On March 29, 2013, Ocwen sold the Homeward diversified fee-based to Altisource Solutions S.à r.l. and Altisource Portfolio Solutions, Inc., wholly-owned subsidiaries of Altisource Portfolio Solutions S.A. (Altisource), for an aggregate purchase price of $87.0 million in cash. Ocwen sold its investment in two subsidiaries of Homeward, Beltline Road Insurance Agency, Inc. and Power Default Services, Inc. As part of this transaction, Ocwen also agreed to sell certain designated assets used or usable in the business conducted by another Homeward subsidiary, Power Valuation Services, Inc., as well as certain designated intellectual property and information technology assets that are used or usable in the business conducted by the acquired subsidiaries or by Powerline Valuation Services, Inc. Altisource also assumed certain liabilities of the diversified fee-based business. The carrying value of the net assets sold approximated the sales price. The assets sold consisted of receivables and other assets of $18.7 million. The liabilities assumed by Altisource of $4.0 million consisted principally of deferred revenue. At the time of the sale, we derecognized goodwill of $72.3 million associated with the sold business. The purchase price is subject to a working capital and net income adjustment to be determined within 90 days of the closing date. In connection with this transaction, Ocwen entered into amendments to certain of its services and intellectual property agreements with Altisource. See Note 22 – Related Party Transactions for a discussion of these amendments.

Pro Forma Results of Operations

The following table presents supplemental pro forma information for the three months ended March 31, 2012 as if the acquisition of Homeward occurred on January 1, 2011. Pro forma adjustments include:

· conforming servicing revenues to the revenue recognition policy followed by Ocwen;
· conforming the accounting for MSRs to the valuation and amortization policies of Ocwen;
· reversing depreciation recognized by Homeward and reporting depreciation based on the estimated fair values and remaining lives of the acquired premises and equipment at the date of acquisition;
· adjusting interest expense to eliminate the pre-acquisition interest expense of Homeward and to recognize interest expense as if the acquisition-related debt of Ocwen had been outstanding at January 1, 2011 and
· reporting acquisition-related charges for professional services related to the acquisition as if they had been incurred in 2011 rather than 2012.
 
Revenues   $ 277,635  
Net income   $ 22,928  

Other

On March 31, 2013, we increased our ownership in Correspondent One S.A. (Correspondent One), an entity formed with Altisource in March 2011, from 49% to 100%. We acquired the shares of Correspondent One held by Altisource (49% interest) for $12.6 million and acquired the remaining shares held by an unrelated entity for $0.9 million.

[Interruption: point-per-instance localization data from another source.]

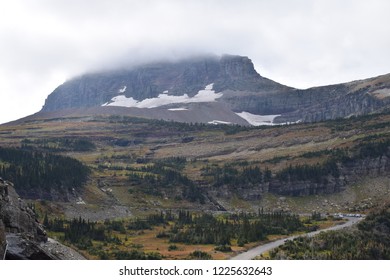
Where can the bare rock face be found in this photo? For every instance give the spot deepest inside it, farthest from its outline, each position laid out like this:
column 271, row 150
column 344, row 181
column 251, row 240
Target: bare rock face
column 3, row 242
column 148, row 81
column 18, row 223
column 242, row 89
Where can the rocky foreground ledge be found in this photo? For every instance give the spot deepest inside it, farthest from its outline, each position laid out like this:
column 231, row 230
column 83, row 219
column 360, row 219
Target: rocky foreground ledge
column 22, row 237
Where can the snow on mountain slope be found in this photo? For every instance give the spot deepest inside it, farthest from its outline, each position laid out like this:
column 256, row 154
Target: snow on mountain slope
column 206, row 95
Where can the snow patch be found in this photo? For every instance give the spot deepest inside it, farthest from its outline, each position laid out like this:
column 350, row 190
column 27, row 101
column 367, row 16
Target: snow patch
column 178, row 109
column 206, row 95
column 122, row 90
column 257, row 120
column 219, row 122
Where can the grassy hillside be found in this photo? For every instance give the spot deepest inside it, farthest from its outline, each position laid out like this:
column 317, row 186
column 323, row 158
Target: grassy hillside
column 146, row 165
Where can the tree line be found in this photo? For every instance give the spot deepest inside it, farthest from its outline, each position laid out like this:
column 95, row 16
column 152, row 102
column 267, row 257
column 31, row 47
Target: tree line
column 33, row 171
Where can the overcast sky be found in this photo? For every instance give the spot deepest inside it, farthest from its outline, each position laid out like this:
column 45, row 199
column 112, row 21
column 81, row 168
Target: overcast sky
column 299, row 43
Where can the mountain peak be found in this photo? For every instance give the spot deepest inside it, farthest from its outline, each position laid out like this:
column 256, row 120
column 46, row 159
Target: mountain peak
column 188, row 76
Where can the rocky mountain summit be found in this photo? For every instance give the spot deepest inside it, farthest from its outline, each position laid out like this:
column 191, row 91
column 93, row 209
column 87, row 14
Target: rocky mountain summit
column 212, row 89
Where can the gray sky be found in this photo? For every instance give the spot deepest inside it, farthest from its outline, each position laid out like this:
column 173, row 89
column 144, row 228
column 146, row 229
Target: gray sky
column 299, row 43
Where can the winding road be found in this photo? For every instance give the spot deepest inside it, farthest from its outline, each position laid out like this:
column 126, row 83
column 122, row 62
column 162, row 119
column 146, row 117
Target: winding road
column 252, row 253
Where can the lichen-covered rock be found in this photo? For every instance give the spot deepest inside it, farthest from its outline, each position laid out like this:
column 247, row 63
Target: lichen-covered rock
column 19, row 224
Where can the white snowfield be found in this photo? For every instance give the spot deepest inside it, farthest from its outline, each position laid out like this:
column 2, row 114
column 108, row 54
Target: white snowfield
column 122, row 90
column 257, row 120
column 219, row 122
column 206, row 95
column 178, row 109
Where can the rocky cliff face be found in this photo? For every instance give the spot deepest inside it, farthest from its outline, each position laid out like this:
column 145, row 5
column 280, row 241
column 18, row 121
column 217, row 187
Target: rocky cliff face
column 18, row 223
column 234, row 77
column 147, row 81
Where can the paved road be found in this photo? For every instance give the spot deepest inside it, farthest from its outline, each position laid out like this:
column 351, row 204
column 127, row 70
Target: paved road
column 250, row 254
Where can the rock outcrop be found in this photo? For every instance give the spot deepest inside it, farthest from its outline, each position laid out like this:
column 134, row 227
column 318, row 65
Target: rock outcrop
column 148, row 81
column 19, row 224
column 234, row 77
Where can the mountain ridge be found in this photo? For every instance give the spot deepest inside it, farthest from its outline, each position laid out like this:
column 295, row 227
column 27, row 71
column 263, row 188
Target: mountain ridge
column 235, row 83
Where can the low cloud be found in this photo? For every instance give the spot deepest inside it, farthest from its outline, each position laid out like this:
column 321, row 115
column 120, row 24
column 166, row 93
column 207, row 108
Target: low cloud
column 298, row 43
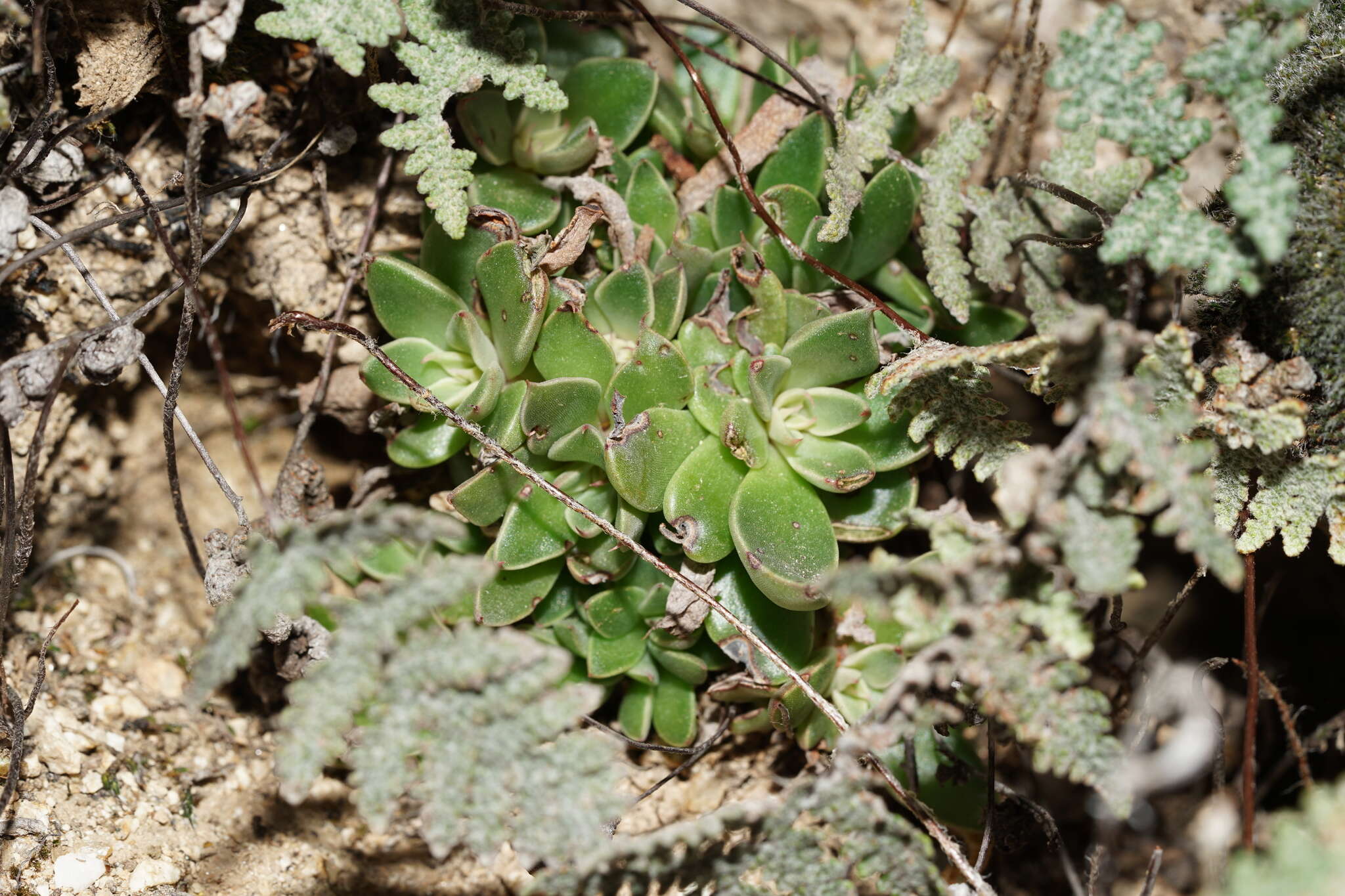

We accounted for this transaction as a step acquisition and recognized the assets acquired and liabilities assumed at their fair values as of the acquisition date. The acquired net assets were $26.3 million and consisted primarily of cash ($23.0 million) and residential mortgage loans ($1.1 million). We remeasured our previously held investment, which we accounted for using the equity method, at fair value and recognized a loss of $0.4 million. We also recognized goodwill of $0.1 million. We began including the accounts of Correspondent One in our consolidated financial statements effective on the date of acquisition and have eliminated our investment in consolidation. Correspondent One facilitates the purchase of conforming and government-guaranteed residential mortgages from approved mortgage originators and resells the mortgages to secondary market investors. Correspondent One is not material to our financial condition, results of operations or cash flows.